Whenever Beltre and Odor return, the Rangers aren't suddenly going to race to the top of the American League West. They still need help from the pitching staff.
2. Doug Fister suggested Tuesday that he had gotten away with some pitches in his best start of the season at Cleveland. Hard-hit balls on mistake pitches found a defensive player or a defensive player found them.
He might have actually allowed less hard contact Sunday than he did at Progressive Field, but the two hardest hit balls put the game out of reach.
Former Fister batterymate Sandy Leon connected for a three-run homer in the sixth and J.D. Martinez knocked a solo shot in the seventh as the Red Sox turned a 2-0 lead into a cozy 6-0 cushion.
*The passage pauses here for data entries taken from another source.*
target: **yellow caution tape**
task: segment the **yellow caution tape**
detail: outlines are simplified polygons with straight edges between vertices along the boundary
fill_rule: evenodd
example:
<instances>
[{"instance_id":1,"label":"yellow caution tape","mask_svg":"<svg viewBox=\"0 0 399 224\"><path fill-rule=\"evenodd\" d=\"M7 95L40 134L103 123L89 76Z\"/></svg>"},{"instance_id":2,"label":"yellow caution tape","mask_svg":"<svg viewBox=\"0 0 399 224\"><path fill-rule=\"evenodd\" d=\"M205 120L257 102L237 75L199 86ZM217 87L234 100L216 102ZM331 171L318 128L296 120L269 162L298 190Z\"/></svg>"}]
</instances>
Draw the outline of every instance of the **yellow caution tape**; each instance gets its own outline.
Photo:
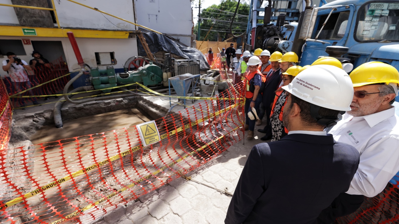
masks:
<instances>
[{"instance_id":1,"label":"yellow caution tape","mask_svg":"<svg viewBox=\"0 0 399 224\"><path fill-rule=\"evenodd\" d=\"M152 173L150 174L149 175L143 177L142 178L141 178L141 179L139 179L138 180L137 180L134 181L133 183L131 183L131 184L130 184L127 185L127 186L126 186L125 187L124 187L124 188L122 188L122 189L119 190L119 191L117 191L114 192L113 193L112 193L112 194L111 194L108 195L107 196L104 197L100 199L100 200L97 200L97 201L95 202L94 203L93 203L90 204L89 204L89 205L86 206L86 207L83 208L82 208L82 209L81 209L80 210L79 210L79 211L76 211L75 212L73 212L72 213L71 213L71 214L70 214L67 216L65 216L65 218L61 218L61 219L59 219L58 220L57 220L57 221L56 221L55 222L51 222L50 224L58 224L58 223L61 222L63 222L64 221L65 221L66 220L67 220L68 219L70 219L71 218L73 218L73 217L74 217L75 216L76 216L78 214L80 214L83 212L84 212L84 211L86 211L87 210L88 210L91 208L92 208L92 207L94 207L95 206L98 205L100 203L101 203L102 202L103 202L105 201L106 201L106 200L108 200L108 199L109 199L110 198L113 198L113 197L114 197L114 196L115 196L116 195L119 195L119 194L120 194L120 193L121 193L124 191L126 191L126 190L128 190L128 189L131 189L131 188L132 188L133 187L134 187L135 186L136 186L136 185L137 185L138 184L142 182L143 181L144 181L145 180L148 180L148 179L149 179L150 178L151 178L153 176L155 176L155 175L157 175L157 174L158 174L158 173L159 173L162 172L162 171L165 170L165 169L168 169L168 168L170 167L172 167L174 165L175 165L175 164L178 163L179 162L182 161L183 160L186 159L187 158L188 158L189 157L190 157L190 156L192 156L193 155L194 155L196 153L197 153L198 152L200 151L201 150L202 150L203 149L205 149L205 147L207 147L207 146L209 146L211 144L212 144L213 143L214 143L215 141L217 141L217 140L220 140L222 138L224 138L224 137L225 136L226 136L226 135L228 134L230 134L230 133L231 133L231 132L232 132L235 131L237 129L238 129L239 128L239 126L235 128L234 128L234 129L233 129L233 130L231 130L231 131L229 132L226 134L222 135L222 136L221 136L220 137L219 137L219 138L216 138L216 139L215 139L214 140L213 140L212 141L209 141L209 142L207 143L205 145L203 145L202 146L200 147L200 148L198 148L198 149L197 149L194 150L192 152L191 152L190 153L187 154L185 155L184 155L184 156L182 156L182 157L179 158L176 161L174 161L174 162L173 162L172 163L170 163L170 164L166 165L166 166L165 166L163 167L162 167L162 168L161 168L161 169L160 169L157 170L155 172L154 172L154 173Z\"/></svg>"},{"instance_id":2,"label":"yellow caution tape","mask_svg":"<svg viewBox=\"0 0 399 224\"><path fill-rule=\"evenodd\" d=\"M153 90L148 88L144 86L139 83L136 83L138 85L141 86L142 88L145 89L146 90L152 92L152 93L154 93L157 95L159 95L160 96L165 96L166 97L170 97L171 98L176 98L178 99L186 99L186 100L243 100L244 98L224 98L221 97L198 97L196 96L169 96L168 95L165 95L164 94L162 94L162 93L160 93L154 91Z\"/></svg>"},{"instance_id":3,"label":"yellow caution tape","mask_svg":"<svg viewBox=\"0 0 399 224\"><path fill-rule=\"evenodd\" d=\"M231 110L232 109L235 108L237 106L242 105L243 104L243 103L244 102L241 102L239 103L232 105L228 107L223 109L223 110L219 110L219 111L215 112L215 113L208 115L207 116L204 117L203 118L200 119L199 119L196 121L190 123L190 124L186 124L183 127L181 127L180 128L177 128L177 129L173 130L173 131L171 131L170 132L169 132L167 134L164 134L161 136L160 136L161 140L168 138L171 136L175 135L179 132L180 132L184 130L185 129L192 127L193 126L196 125L200 124L200 123L203 122L205 120L208 120L209 118L218 116L221 114L225 112L226 111L227 111L228 110ZM85 173L87 173L88 172L90 171L91 170L103 166L107 164L107 163L109 163L111 161L113 161L114 160L117 159L121 157L126 156L132 153L133 153L140 149L141 149L143 147L143 145L142 144L140 144L139 145L138 145L137 146L132 148L130 149L122 151L120 153L117 155L114 155L111 157L110 157L109 158L105 160L101 161L101 162L99 162L97 163L93 164L93 165L91 165L87 167L86 167L83 170L81 170L78 171L77 171L76 172L75 172L74 173L71 174L70 175L68 175L64 177L62 177L62 178L58 179L57 181L51 182L45 186L41 187L40 188L36 189L36 190L34 190L31 191L30 192L29 192L29 193L26 194L23 197L18 197L14 198L11 200L10 200L7 202L6 202L5 203L4 203L4 207L7 208L8 207L9 207L10 206L12 206L12 205L14 205L15 204L18 204L18 203L22 202L24 200L25 200L26 199L30 197L34 196L35 195L36 195L42 192L43 192L45 191L48 190L48 189L49 189L50 188L51 188L52 187L56 187L57 185L58 185L58 184L61 184L62 183L68 180L69 180L71 177L78 177L79 176L80 176L81 175L84 174ZM0 210L2 209L3 208L3 207L0 207Z\"/></svg>"}]
</instances>

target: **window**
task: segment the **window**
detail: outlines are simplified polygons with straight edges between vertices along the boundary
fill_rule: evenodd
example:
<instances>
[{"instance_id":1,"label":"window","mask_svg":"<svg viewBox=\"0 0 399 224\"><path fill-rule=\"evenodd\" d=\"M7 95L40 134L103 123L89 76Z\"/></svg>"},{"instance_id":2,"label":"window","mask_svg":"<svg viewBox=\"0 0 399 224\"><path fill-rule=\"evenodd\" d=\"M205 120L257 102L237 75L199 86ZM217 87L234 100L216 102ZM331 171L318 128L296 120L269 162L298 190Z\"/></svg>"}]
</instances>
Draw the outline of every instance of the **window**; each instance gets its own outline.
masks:
<instances>
[{"instance_id":1,"label":"window","mask_svg":"<svg viewBox=\"0 0 399 224\"><path fill-rule=\"evenodd\" d=\"M0 55L5 55L9 51L16 55L26 55L22 40L0 39Z\"/></svg>"},{"instance_id":2,"label":"window","mask_svg":"<svg viewBox=\"0 0 399 224\"><path fill-rule=\"evenodd\" d=\"M359 10L356 38L361 42L399 41L399 3L363 5Z\"/></svg>"},{"instance_id":3,"label":"window","mask_svg":"<svg viewBox=\"0 0 399 224\"><path fill-rule=\"evenodd\" d=\"M97 65L113 65L117 64L115 52L95 52Z\"/></svg>"},{"instance_id":4,"label":"window","mask_svg":"<svg viewBox=\"0 0 399 224\"><path fill-rule=\"evenodd\" d=\"M349 14L349 12L342 12L331 14L326 23L326 25L320 32L318 39L326 40L340 40L342 39L345 35L345 31L346 30ZM314 37L317 36L320 32L328 16L328 14L320 16L317 29L316 33L314 34Z\"/></svg>"}]
</instances>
It was yet another incomplete effort from a Rangers starter. Not incomplete as in failing to toss nine innings, but incomplete as failing to finish off a quality performance.
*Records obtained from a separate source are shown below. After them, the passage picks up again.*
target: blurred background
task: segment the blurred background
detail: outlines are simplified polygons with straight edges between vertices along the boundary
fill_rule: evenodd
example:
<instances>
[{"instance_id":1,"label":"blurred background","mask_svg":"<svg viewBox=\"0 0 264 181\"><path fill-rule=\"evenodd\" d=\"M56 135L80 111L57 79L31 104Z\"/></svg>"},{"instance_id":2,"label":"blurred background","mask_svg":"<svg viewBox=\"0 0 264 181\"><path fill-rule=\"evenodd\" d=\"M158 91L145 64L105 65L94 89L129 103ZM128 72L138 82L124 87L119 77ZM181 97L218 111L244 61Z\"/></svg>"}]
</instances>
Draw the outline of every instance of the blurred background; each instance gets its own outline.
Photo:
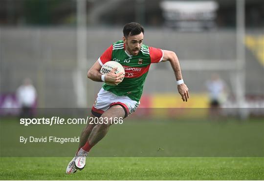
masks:
<instances>
[{"instance_id":1,"label":"blurred background","mask_svg":"<svg viewBox=\"0 0 264 181\"><path fill-rule=\"evenodd\" d=\"M34 107L91 107L102 83L87 72L131 21L145 28L144 44L176 53L191 97L182 101L170 63L153 64L141 107L263 115L262 0L2 0L0 106L21 107L29 89Z\"/></svg>"}]
</instances>

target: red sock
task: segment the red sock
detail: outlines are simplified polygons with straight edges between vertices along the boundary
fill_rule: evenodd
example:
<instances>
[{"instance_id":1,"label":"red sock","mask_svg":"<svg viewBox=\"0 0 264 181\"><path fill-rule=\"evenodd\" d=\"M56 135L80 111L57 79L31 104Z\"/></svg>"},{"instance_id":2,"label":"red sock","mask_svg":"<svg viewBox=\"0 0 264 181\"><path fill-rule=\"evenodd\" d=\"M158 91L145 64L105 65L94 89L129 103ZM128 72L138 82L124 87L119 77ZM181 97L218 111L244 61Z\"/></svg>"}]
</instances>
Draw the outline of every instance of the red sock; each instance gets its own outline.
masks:
<instances>
[{"instance_id":1,"label":"red sock","mask_svg":"<svg viewBox=\"0 0 264 181\"><path fill-rule=\"evenodd\" d=\"M89 141L87 141L87 142L86 142L86 143L85 143L84 146L83 146L82 148L83 148L83 150L84 150L84 151L88 152L92 147L92 146L90 144Z\"/></svg>"}]
</instances>

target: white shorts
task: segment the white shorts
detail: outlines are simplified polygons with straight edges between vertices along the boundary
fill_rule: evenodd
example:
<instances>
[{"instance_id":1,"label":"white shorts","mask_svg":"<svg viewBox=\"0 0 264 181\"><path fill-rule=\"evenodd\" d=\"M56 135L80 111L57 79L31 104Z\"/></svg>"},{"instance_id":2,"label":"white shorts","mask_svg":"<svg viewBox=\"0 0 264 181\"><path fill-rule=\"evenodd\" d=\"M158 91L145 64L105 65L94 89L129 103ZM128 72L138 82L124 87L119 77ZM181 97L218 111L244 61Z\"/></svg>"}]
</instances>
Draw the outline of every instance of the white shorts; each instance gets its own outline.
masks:
<instances>
[{"instance_id":1,"label":"white shorts","mask_svg":"<svg viewBox=\"0 0 264 181\"><path fill-rule=\"evenodd\" d=\"M92 106L91 113L95 116L100 117L111 106L120 105L124 109L125 117L126 117L135 111L139 103L139 102L133 101L128 96L116 96L102 88Z\"/></svg>"}]
</instances>

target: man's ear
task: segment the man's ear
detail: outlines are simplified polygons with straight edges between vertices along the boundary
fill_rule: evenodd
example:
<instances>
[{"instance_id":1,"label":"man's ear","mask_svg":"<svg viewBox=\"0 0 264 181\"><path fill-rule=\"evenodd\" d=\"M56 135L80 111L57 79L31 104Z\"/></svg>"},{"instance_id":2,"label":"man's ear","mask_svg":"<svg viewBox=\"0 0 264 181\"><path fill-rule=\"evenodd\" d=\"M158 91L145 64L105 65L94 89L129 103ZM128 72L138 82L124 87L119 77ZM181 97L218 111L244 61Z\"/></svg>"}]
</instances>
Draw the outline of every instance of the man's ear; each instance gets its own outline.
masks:
<instances>
[{"instance_id":1,"label":"man's ear","mask_svg":"<svg viewBox=\"0 0 264 181\"><path fill-rule=\"evenodd\" d=\"M125 43L127 43L127 39L126 39L126 37L123 37L123 41L124 41Z\"/></svg>"}]
</instances>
"It doesn't really matter who it is, it doesn't matter who I'm facing on the other side, I've got to focus on what I'm doing," Fister said. "But at the same time, you always know it's a tough matchup. It's a big-league club over there. No matter who's on the mound, it's always a tough matchup, so I don't look at it as anything but I've got to go out there and do my job."
Cole Hamels didn't do it Saturday despite posting a quality start. He allowed one run through five innings and had a 4-1 lead before Mitch Moreland's two-run homer in the sixth gave the Red Sox some momentum.
Matt Moore, believe it or not, was the last starter to pitch a game that essentially was complaint-free — April 17 at Tampa Bay. Colon allowed three runs in seven innings April 28 at Toronto, but two solo homers might have tainted that one.
There have been others where a starter allowed one run in 5 1/3 innings or four in six innings and won, but he wasn't satisfied because of the load he put on the bullpen.
None of them is satisfied. That's a good thing.
3. Moore is probably the least satisfied as he heads into a start Monday against the Detroit Tigers. His last outing was a disaster in which he allowed 10 runs in four innings at Cleveland.
He didn't have much trouble getting ahead of hitters, but, as he admitted has been the case all season, he couldn't put them away. Moore also curiously said that it seemed like the Indians knew what was coming.
He has had four days to try to figure something out, and there clearly were things he needed to solve. The Rangers are giving him the chance despite external howling about Moore and even some questions from the media about his standing in the rotation.
Yohander Mendez was recalled Thursday, perhaps heightening conspiracy theories. Mendez has been Moore-like at Triple A Round Rock, though.
Manager Jeff Banister insisted that Moore's stuff was there. Moore thought his stuff was there. Something wasn't there, though, and he needs there there beginning Monday.